Back at work, trying to catch up on these while on the bus or waiting for a query to run.
It was pretty close to a game-time decision between the Leah Myerhoff presentation and Altamont Now or Onward to Calgary and Pop Skull on Saturday. Ultimately, it was the trailers that nudged me in the direction I went - Altamont Now has a nifty parody of the preview for Contempt (which I'd just seen the week before, pushing the upcoming run at the Brattle), whereas Onward to Calgary was kind of off-putting the first time - it's definitely in the "Look, I'm WACKY!" category.
Probably the right decision; Onward to Calgary looks like a long 100 minutes, Pop Skull has epilepsy warnings [I'm not epileptic, but it's generally not a good sign if a movie has to warn against causing actual injury to its audience (then again, I am writing about the William Castle doc next, and that was right up his alley)], and I rather liked Altamont Now.
On the other hand, going the other way would have allowed for food breaks. I think Saturday's nutrition was an egg sandwich in the morning and Twizzlers at seven-ish. Festivals can lead to some really crappy eating if you're determined to see as much film as possible.
Altomont Now
* * * (out of four)
Seen 22 March 2008 at the Brattle Theater (BUFF X)
"Someday", the main character of Altamont Now says, "the Altamont babies are going to track down the Woodstock babies and beat them up." That's kind of a clever idea, though it winds up being just one of many bits tossed against the wall in this chaotic movie. This one sticks, and it's joined by enough other clever bits to make the movie generally successful.
Main Character Richard Havoc (Daniel Louis Rivas) was born during the Altamont concert documented by Gimme Shelter and has himself become a huge rock star, in spite/because of the middle fingers he throws the music industry. As the concert's thirtieth anniversary approaches in 1999, Havoc has retreated to an abandoned nuclear missile silo along with former child star Karen Kennedy (Frankie Shaw), one-handed public access ranter Travis Hook (Teddy Eck), and newly-sober but still angry parolee Alex Urban (Matthew Humphries), all of them spewing anger and calls for revolution. Why wouldn't documentary filmmaker Mark Clark (Raphael Nash Thompson) want to capture this group of personalities?
Altamont Now takes the form of a faux documentary, claiming to be the movie that Chuck cut together while he and Havoc were shut in the silo's fallout shelter after 1999's nuclear holocaust, although if that's the case, you've got to wonder who's holding the camera much of the time, because it's certainly not Clark.

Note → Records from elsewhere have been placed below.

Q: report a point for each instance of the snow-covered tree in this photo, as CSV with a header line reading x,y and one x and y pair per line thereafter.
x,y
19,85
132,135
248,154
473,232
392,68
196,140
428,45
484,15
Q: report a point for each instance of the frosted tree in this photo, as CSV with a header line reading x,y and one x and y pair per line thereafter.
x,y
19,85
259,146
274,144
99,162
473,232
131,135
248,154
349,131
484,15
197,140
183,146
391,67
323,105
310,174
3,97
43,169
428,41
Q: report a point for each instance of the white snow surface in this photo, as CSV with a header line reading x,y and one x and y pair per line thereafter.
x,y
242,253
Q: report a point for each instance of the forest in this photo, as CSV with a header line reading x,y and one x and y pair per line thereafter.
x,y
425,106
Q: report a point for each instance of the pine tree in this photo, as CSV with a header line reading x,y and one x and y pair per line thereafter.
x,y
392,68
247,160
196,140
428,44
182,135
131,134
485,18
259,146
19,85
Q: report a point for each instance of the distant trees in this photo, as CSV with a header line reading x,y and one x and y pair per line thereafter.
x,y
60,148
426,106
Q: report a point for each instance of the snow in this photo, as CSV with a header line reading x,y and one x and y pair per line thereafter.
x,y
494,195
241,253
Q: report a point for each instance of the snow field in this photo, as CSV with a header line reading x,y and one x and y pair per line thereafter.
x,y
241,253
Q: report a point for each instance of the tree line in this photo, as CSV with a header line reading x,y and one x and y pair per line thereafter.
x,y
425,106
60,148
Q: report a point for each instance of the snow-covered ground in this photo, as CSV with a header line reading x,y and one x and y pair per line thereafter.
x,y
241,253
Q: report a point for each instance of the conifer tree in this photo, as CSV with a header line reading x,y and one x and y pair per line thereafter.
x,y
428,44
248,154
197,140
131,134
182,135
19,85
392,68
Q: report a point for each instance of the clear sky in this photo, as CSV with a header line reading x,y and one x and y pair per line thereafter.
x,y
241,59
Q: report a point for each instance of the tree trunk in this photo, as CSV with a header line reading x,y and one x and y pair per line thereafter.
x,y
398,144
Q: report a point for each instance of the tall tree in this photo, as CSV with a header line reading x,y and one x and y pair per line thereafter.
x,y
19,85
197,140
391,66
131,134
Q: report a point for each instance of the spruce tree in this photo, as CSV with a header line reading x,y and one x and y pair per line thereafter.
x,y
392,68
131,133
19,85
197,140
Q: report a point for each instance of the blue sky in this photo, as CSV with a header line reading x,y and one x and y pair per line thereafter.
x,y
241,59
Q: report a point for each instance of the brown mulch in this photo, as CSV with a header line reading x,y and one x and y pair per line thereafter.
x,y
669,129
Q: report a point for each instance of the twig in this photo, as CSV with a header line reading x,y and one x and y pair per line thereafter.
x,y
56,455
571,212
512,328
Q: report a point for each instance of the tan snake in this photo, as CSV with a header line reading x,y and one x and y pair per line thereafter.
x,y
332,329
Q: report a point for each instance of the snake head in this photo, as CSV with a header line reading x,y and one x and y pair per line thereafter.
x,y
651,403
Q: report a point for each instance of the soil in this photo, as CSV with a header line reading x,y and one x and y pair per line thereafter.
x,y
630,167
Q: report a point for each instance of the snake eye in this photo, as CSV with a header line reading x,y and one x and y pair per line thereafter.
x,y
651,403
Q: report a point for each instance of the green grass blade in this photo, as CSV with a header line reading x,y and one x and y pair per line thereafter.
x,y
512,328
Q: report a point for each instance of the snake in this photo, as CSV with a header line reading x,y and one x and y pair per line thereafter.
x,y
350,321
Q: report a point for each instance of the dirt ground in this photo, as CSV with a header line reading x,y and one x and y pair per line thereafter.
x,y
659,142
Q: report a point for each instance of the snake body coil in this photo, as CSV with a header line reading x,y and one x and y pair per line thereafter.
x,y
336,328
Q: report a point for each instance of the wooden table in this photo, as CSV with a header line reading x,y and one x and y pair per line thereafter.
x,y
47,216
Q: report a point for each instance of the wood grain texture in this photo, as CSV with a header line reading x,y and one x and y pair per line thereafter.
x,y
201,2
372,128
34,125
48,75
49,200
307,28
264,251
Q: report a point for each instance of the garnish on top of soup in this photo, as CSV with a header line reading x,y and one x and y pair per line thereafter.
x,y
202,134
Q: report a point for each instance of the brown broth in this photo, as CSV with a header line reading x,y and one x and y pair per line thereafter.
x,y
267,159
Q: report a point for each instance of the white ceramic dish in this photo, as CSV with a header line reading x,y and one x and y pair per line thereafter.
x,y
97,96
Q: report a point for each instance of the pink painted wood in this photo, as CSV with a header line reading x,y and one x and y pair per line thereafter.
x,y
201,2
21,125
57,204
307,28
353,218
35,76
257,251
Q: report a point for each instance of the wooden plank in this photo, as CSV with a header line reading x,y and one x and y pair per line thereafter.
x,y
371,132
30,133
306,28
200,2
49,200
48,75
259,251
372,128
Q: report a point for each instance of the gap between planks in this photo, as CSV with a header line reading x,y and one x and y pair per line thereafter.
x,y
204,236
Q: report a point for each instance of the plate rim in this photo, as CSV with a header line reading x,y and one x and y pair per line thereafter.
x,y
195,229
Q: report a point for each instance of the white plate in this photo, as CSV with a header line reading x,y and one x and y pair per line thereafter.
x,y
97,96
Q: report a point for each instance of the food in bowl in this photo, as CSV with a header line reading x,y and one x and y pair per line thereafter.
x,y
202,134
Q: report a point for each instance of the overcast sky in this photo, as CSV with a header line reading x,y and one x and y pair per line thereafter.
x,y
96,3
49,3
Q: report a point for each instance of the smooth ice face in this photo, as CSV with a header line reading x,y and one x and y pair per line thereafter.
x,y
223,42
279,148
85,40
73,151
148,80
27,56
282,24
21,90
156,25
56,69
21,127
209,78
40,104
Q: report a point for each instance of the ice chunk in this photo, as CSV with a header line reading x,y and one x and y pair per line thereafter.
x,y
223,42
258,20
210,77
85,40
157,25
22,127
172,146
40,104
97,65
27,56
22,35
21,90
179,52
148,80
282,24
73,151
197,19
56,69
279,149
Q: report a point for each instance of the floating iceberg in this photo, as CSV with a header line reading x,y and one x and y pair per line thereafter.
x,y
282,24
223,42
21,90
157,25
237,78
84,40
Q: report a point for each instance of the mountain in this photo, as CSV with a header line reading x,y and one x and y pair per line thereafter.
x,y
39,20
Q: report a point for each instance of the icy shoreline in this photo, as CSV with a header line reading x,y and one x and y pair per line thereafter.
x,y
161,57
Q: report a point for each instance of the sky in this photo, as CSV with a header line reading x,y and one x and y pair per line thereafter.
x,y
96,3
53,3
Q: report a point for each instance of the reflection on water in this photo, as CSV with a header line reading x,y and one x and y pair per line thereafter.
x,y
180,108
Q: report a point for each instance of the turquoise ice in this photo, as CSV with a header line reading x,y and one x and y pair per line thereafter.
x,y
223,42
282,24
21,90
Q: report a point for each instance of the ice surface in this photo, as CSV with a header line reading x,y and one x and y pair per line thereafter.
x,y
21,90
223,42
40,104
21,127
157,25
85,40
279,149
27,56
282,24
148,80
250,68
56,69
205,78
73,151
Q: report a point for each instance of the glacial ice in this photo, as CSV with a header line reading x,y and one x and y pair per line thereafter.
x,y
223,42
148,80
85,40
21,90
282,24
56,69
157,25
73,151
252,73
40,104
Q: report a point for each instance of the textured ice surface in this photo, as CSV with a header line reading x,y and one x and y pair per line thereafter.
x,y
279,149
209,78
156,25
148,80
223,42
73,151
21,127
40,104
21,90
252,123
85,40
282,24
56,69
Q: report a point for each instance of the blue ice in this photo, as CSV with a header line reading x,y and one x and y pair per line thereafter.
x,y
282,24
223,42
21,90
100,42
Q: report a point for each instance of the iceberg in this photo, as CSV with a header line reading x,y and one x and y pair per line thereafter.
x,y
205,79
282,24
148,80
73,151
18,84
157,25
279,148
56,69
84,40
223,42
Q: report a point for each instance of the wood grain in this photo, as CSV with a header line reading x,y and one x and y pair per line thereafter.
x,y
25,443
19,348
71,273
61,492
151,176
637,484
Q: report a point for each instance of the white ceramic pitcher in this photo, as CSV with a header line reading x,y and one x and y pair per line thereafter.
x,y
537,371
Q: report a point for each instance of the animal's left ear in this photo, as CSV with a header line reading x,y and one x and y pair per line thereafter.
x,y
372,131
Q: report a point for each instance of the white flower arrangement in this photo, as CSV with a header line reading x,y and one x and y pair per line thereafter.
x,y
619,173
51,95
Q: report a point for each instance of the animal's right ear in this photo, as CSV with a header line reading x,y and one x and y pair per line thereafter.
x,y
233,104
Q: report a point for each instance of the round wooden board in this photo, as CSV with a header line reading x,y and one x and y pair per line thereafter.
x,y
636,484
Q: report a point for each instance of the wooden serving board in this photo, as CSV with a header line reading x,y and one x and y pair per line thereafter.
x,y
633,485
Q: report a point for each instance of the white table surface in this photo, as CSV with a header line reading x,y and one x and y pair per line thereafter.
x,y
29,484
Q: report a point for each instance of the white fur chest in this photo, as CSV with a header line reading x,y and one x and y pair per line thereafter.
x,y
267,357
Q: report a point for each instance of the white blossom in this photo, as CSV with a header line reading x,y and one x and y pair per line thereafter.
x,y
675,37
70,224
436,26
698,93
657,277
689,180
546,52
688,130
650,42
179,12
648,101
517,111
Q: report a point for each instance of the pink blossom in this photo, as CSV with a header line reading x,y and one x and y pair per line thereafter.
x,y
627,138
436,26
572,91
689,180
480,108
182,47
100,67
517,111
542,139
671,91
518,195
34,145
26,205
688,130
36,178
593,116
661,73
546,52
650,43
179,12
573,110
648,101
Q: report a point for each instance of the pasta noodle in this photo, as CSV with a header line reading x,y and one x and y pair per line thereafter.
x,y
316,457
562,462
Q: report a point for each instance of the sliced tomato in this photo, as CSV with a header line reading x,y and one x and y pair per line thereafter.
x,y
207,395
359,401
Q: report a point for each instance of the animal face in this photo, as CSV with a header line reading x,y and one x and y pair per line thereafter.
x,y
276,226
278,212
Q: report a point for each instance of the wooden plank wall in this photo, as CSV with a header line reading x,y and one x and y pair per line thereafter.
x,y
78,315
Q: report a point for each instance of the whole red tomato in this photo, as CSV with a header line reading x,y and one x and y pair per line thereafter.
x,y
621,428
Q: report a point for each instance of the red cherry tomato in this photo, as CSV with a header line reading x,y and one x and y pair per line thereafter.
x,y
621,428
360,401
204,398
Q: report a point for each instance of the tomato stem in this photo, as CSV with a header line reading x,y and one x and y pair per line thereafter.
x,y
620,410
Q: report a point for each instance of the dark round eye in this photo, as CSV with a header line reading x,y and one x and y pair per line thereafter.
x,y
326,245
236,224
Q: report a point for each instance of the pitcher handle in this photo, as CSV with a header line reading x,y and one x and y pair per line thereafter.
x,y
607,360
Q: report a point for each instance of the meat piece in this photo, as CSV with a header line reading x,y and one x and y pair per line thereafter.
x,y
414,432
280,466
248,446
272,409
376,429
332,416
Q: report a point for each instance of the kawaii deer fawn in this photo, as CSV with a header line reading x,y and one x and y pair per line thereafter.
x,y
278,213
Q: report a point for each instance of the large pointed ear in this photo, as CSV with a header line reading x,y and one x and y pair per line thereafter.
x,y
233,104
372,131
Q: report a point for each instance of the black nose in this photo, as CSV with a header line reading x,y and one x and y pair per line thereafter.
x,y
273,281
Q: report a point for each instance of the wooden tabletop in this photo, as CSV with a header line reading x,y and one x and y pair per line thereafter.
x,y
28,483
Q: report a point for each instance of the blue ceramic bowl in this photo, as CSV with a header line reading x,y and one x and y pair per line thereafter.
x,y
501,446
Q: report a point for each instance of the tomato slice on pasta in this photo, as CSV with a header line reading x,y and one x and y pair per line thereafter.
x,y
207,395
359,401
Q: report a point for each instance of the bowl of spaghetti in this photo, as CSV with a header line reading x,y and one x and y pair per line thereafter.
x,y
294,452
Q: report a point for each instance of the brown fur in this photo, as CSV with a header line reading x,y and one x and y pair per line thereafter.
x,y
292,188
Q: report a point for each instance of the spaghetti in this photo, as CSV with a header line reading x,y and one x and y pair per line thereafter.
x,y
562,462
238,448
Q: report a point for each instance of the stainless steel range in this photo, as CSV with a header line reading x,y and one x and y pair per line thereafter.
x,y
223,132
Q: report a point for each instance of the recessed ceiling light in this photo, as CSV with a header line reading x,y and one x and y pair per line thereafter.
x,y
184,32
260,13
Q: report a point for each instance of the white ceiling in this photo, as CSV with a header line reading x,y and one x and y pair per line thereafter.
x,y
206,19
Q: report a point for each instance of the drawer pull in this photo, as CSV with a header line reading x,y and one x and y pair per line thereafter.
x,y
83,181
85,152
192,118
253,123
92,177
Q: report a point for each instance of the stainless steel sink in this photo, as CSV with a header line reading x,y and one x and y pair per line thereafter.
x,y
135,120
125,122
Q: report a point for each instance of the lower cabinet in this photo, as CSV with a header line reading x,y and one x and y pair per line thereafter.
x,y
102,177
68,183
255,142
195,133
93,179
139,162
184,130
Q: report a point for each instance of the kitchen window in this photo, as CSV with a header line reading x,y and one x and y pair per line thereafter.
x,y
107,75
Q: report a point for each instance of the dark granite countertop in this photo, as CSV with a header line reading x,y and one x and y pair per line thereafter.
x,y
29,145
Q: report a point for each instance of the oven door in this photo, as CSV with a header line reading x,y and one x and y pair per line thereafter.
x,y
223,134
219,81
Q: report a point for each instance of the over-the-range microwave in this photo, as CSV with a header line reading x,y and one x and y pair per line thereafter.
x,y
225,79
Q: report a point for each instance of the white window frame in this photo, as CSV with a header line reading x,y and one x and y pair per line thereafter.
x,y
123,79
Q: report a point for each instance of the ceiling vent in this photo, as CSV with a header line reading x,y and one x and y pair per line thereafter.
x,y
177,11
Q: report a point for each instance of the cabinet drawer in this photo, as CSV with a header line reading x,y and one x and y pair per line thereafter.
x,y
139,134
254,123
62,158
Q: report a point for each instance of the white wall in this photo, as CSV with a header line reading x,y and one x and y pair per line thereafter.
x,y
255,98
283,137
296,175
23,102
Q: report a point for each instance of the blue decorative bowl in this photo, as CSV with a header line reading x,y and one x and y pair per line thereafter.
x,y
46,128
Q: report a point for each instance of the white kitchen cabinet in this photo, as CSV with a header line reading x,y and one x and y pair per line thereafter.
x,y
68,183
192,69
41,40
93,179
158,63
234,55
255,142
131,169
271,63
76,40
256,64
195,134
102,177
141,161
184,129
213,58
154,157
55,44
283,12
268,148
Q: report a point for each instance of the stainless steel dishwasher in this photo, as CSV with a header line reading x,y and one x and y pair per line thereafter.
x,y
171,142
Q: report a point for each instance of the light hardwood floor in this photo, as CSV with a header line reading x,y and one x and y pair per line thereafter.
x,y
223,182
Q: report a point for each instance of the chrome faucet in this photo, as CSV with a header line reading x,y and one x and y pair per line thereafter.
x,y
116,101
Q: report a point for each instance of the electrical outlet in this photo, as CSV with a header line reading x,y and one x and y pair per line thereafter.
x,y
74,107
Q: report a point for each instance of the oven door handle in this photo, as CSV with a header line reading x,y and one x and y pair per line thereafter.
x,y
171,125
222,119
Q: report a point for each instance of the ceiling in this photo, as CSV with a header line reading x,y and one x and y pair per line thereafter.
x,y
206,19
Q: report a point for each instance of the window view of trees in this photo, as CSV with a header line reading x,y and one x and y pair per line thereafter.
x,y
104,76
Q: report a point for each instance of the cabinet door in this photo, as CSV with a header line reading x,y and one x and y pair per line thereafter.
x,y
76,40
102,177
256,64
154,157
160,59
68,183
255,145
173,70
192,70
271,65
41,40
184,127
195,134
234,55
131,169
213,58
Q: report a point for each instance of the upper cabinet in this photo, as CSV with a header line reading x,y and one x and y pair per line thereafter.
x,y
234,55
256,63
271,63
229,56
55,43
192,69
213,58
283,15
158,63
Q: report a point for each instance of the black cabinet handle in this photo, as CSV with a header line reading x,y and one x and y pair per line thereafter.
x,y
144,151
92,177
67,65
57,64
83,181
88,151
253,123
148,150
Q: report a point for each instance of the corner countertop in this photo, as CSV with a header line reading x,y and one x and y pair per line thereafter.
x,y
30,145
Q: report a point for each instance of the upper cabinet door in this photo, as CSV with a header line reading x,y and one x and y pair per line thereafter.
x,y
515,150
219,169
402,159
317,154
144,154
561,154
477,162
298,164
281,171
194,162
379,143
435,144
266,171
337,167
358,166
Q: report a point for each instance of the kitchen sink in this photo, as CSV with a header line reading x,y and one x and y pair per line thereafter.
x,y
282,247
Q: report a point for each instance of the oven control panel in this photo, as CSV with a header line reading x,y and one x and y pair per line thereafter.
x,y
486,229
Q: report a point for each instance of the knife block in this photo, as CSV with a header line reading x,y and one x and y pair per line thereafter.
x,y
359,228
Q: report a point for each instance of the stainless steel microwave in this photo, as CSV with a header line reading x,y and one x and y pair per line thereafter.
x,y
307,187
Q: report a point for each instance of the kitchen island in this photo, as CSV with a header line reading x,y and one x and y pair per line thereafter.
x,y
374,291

Indeed, the documentary angle could easily have been dropped completely, except that the scenes of Clark and Havoc in the editing room, arguing over what they see and pointing out some of the artifice, are too good and too central to lose.
What comes in between is a broad but vicious parody of both angry and complacent youth, as the bunker youths let loose a constant stream of vitriol with no comprehension of the system that they're railing against. Aside from the "like, whatever"s that interrupt and undercut their rants, they're buied under a wave of advertising (Alex can't help plugging Mountain Dew-like Green Lightning) and pop cultural obsession (the boys keep asking Karen to repeat the signature line from her 80s TV show, "Why's Daddy Acting Funny?"). They're angry, ridiculous morons, but kids even younger and more sheltered lap them up.
This is one of those independent/underground movies where enthusiasm outstrips talent and resources. It was fun to try and identify which 1980s computers were being used as anachronistic set decoration in the actual decommissioned missile silo (I think I spotted a Commodore 64 and a TI 99/4A, and maybe a Radio Shack Color Computer). Director Joshua Brown has a knack for handling that enthusiasm; the performances that are a little broad for belief do work as people aware of the camera and trying to play it up, and there's a nice bitterness to the scenes in the fallout shelter, as Havoc and Clark get throroughly sick of each other over eight and a half years.
The cast is good enough, for the most part. Rivas is actually pretty good when those shelter scenes call for him to calm down as Havoc is faced with examining his life. Frankie Shaw does a pretty nice job in making Karen open and vulnerable despite the fact that she's being very pushy and running around with a machine gun and pretty clearly trying not to be vulnerable. I think there were some opportunities missed with Raphael Nash Thompson as Mark Clark; he never really manages to be the straight man or as funny a spoof of what the kids are rebelling against.
Altamont Now is enthusiastic, and has some pretty good nuggest buried in it. (The best, though, isn't part of the film proper - its trailer is a nifty riff on the preview for Contempt that works as both parody and homage; I hope it's on the DVD). There are plenty of moments that don't quite work, but there are more hits than misses.